The 2024–25 season would be Sima's most successful yet, winning the Intercontinental Cup, the Spanish Supercup and the Copa del Rey. Sima recorded his best numbers with Unicaja in the Copa del Rey semifinal against La Laguna Tenerife, scoring 21 points.

===Valencia Basket (2025–present)===
On 4 July 2025, Sima signed a three-season contract with Valencia Basket of the Liga ACB and EuroLeague. Valencia paid the release clause of the contract that bound Sima to Unicaja.

==National team career==
Sima represented the Spanish U20 team in the 2015 and 2016 U20 European Championship, winning the latter.

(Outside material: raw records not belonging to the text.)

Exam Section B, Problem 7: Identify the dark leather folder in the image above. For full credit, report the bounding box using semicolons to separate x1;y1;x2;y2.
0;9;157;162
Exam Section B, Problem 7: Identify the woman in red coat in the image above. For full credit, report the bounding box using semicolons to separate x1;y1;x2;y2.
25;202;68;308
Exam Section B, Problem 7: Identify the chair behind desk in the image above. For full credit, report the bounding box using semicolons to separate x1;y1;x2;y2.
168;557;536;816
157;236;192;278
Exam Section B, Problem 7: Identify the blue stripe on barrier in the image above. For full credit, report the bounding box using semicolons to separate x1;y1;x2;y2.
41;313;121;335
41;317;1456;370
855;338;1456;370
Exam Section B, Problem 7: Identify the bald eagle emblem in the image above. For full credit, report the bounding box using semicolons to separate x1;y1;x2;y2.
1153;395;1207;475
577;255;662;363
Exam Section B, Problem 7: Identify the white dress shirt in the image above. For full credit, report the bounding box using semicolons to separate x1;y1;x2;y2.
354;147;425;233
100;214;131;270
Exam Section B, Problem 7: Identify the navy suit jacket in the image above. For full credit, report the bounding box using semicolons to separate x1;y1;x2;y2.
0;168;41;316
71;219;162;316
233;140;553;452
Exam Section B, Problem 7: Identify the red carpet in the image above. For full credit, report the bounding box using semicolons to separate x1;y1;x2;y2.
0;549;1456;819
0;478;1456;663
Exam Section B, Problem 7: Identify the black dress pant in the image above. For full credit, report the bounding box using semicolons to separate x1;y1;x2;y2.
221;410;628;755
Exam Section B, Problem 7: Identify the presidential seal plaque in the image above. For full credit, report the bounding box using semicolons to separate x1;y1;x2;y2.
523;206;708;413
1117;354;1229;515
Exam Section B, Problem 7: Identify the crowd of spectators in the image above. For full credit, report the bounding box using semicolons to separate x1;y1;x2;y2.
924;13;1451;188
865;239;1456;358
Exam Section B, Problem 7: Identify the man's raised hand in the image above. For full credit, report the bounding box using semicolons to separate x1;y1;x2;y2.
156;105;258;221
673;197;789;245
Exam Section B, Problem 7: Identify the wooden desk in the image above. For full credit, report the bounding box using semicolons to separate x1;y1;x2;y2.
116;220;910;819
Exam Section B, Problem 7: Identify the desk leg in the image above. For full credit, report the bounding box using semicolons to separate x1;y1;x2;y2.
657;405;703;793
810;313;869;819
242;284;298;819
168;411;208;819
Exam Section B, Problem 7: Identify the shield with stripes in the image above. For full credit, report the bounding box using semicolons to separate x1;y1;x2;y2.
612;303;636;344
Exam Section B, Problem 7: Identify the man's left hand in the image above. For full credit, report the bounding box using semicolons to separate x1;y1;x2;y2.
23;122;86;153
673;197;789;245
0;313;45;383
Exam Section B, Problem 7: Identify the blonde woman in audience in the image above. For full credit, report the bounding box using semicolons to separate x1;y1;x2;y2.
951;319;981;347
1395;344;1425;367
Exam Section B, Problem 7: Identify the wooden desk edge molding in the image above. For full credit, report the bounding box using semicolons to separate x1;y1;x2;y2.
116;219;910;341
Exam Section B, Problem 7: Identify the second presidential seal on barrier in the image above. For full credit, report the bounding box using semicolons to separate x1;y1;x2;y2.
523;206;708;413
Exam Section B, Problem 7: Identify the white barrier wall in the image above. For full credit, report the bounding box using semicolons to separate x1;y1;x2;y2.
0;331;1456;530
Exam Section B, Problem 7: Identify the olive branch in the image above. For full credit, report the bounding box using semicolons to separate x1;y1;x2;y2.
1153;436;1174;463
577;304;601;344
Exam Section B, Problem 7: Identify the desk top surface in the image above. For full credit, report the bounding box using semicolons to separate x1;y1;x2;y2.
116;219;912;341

He made his debut for the Spanish national team in November 2021, in a win over North Macedonia during the 2023 World Cup qualifiers. Sima was Spain's top scorer with 17 points.

==Career statistics==

===Domestic leagues===

| Year | Team | League | GP | MPG | FG% | 3P% | FT% | RPG | APG | SPG | BPG | PPG |
|---|---|---|---|---|---|---|---|---|---|---|---|---|
| 2018–19 | Manresa | ACB | 21 | 8.4 | .476 | - | .350 | 2.0 | .1 | .3 | .3 | 2.2 |
| 2019–20 | Manresa | ACB | 1 | 11.1 | .750 | - | - | 7.0 | 1.0 | - | - | 6.0 |
| 2019–20 | Ourense | LEB Oro | 7 | 18.1 | .575 | - | .600 | 4.3 | .6 | .4 | .3 | 8.7 |
| 2020–21 | Manresa | ACB | 34 | 9.4 | .596 | - | .526 | 2.3 | .5 | .3 | .1 | 5.9 |
| 2021–22 | Manresa | ACB | 36 | 17.3 | .533 | - | .585 | 4.0 | .9 | .6 | .6 | 7.4 |
| 2022–23 | Venezia | LBA | 6 | 7.5 | .400 | - | - | 2.0 | .8 | .2 | .3 | 1.3 |
| 2022–23 | Málaga | ACB | 25 | 15.1 | .592 | .000 | .429 | 3.6 | 1.1 | .4 | .4 | 5.4 |
| 2023–24 | Málaga | ACB | 37 | 15.3 | .553 | .000 | .591 | 3.3 | .9 | .4 | .4 | 5.3 |

===College===

| Year | Team | GP | GS | MPG | FG% | 3P% | FT% | RPG | APG | SPG | BPG | PPG |
|---|---|---|---|---|---|---|---|---|---|---|---|---|
| 2015–16 | St. John's | 25 | 18 | 23.4 | .487 | .500 | .386 | 5.7 | 1.2 | .6 | 2.4 | 7.3 |
| 2016–17 | St. John's | 10 | 8 | 17.8 | .447 | - | .720 | 3.5 | .6 | .4 | .5 | 6.0 |
| 2017–18 | Oklahoma State | 27 | 8 | 14.6 | .500 | .000 | .425 | 3.1 | .3 | .5 | 1.1 | 3.7 |
| Career |  | 62 | 34 | 18.7 | .484 | .333 | .459 | 4.2 | .7 | .5 | 1.5 | 5.5 |

==Personal life==
Sima speaks Catalan, Spanish and English. He has four brothers and two sisters. One of his brothers, Ousman Sima, plays basketball professionally for Albacete Basket.